The figure below  shows the performance of the Zimbabwe overall stock market, in blue, while the currency was collapsing (in red, a rising exchange rate means that the currency is tumbling). The scale on this graph is quite astonishing.  During the three months from the beginning of August until the end of October, the currency fell from 10 to 1000 per US dollar, a 100-fold currency collapse in just three months.  Did this hurt the stock market?  Hardly!  The stock market rose 500-fold in just eight weeks, during which time the currency fell ten-fold.  So, In US dollars, the market rose an astounding 50-fold in eight weeks.
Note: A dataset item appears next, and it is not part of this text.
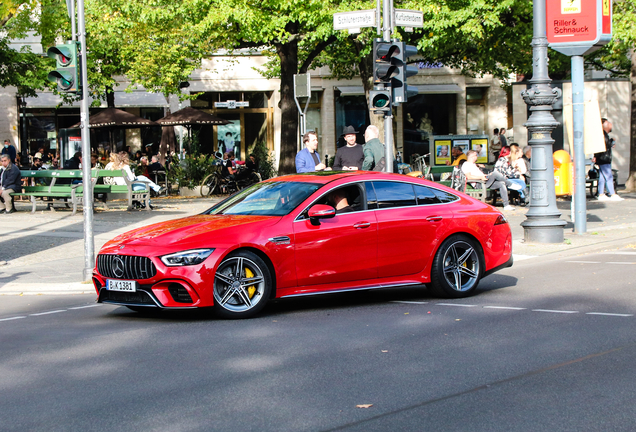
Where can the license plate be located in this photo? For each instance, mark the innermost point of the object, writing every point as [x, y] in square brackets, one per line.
[117, 285]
In the next two weeks, the stock market plunged 85%, even as the currency tumbled another three-fold.  Again, adjusted for the tumbling currency, the stock market dropped 95% in two weeks.
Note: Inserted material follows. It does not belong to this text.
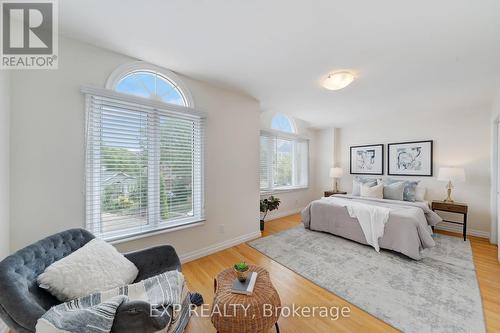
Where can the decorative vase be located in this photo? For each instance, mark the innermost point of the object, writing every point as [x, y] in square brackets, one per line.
[242, 276]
That’s when the currency and the stock market stepped up the volatility another order of magnitude.  When the hyperinflation went into overdrive, with purchasing power falling ten-fold in less than a week, the stock market fell 99% (99.9% adjusted for the tumbling currency) in that same week.  The stock market then ceased to exist.
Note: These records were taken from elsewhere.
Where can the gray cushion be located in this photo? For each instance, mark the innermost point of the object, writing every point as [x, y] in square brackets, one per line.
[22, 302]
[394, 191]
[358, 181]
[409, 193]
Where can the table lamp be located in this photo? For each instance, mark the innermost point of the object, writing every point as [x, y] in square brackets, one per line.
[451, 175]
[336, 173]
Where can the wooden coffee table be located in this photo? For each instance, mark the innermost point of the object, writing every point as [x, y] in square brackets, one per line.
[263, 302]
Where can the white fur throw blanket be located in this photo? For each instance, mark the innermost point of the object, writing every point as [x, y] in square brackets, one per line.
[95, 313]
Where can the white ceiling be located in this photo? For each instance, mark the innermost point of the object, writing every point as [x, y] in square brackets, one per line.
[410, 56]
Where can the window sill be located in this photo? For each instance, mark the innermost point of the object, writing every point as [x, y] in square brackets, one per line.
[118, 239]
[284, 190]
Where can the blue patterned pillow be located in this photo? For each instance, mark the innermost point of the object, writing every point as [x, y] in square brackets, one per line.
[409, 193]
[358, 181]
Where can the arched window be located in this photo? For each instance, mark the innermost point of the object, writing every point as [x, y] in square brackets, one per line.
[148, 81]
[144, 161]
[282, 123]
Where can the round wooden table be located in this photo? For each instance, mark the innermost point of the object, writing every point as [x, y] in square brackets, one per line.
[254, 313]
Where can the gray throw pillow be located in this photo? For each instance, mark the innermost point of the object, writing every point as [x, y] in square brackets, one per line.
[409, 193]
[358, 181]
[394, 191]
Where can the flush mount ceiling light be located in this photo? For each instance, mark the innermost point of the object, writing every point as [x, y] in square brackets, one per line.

Suppose an investor had the clairvoyance to know that the market was going to tumble 1000-fold (in US dollar terms, after adjusting for the tumbling currency), in the next three months.  And, suppose there was a way to short-sell that market.  This would seem to be a “can’t lose” proposition.  Even with prescience, knowing that the market was going to zero in three months, the investor would have first lost 50 times our money, and quite possibly bankrupted, before being proved correct!

This is one of the most challenging attributes of bubbles.  They are hard to transform into profits, even for investors who correctly discern them, because the late stages can take valuations into the stratosphere.